Coding

Part:BBa_K4170052

Designed by: Alexandros Giannopoulos Dimitriou   Group: iGEM22_Thessaloniki_Meta   (2022-09-30)


rhaS native derived from E.coli

DNA-binding transcriptional activator for rhaBAD and rhaT, L-rhamnose-binding

Usage and Biology

The "Rhamnose regulator," RhaS, is a transcription factor involved in L-rhamnose degradation and transport. RhaS alone is able to activate transcription of rha operons, but in the presence of CRP, transcription increases. The synthesis of rha operons is induced when E. coli is grown on L-rhamnose in the absence of glucose and when cellular cyclic AMP levels are high.RhaS is part of the unusual rhaSR operon that encodes two transcriptional regulators, RhaS and RhaR, both members of the AraC/XylS family of transcriptional regulators (Kolin, Jevtic, Swint-Kruse and Egan, 2007). The expression of operons involved in transport and degradation of L-rhamnose firstly requires the expression of RhaR, which induces transcription of the rhaSR operon. In this way, RhaS activates transcription of L-rhamnose gene clusters.


Sequence and Features


Assembly Compatibility:
  • 10
    COMPATIBLE WITH RFC[10]
  • 12
    COMPATIBLE WITH RFC[12]
  • 21
    INCOMPATIBLE WITH RFC[21]
    Illegal BglII site found at 393
  • 23
    COMPATIBLE WITH RFC[23]
  • 25
    INCOMPATIBLE WITH RFC[25]
    Illegal AgeI site found at 661
  • 1000
    COMPATIBLE WITH RFC[1000]



=Citations

[1] Egan, S. and Schleif, R., 1993. A Regulatory Cascade in the Induction of rhaBAD. Journal of Molecular Biology, 234(1), pp.87-98.

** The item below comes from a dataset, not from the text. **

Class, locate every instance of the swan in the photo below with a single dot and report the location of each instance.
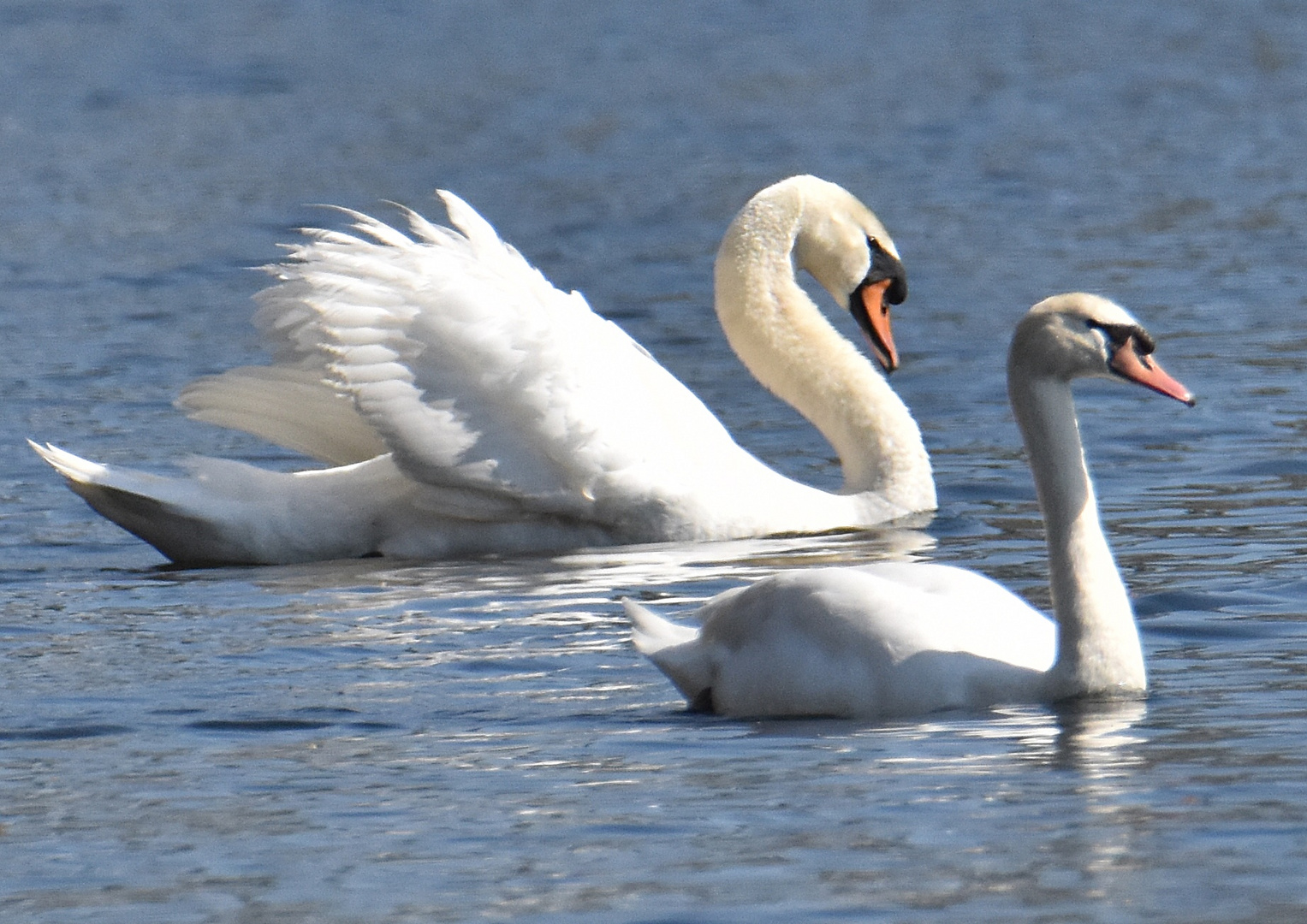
(897, 639)
(464, 406)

[2] Kolin, A., Jevtic, V., Swint-Kruse, L. and Egan, S., 2007. Linker Regions of the RhaS and RhaR Proteins. Journal of Bacteriology, 189(1), pp.269-271.

[2] Tobin, J. and Schleif, R., 1990. Purification and properties of RhaR, the positive regulator of the l-rhamnose operons of Escherichia coli. Journal of Molecular Biology, 211(1), pp.75-89.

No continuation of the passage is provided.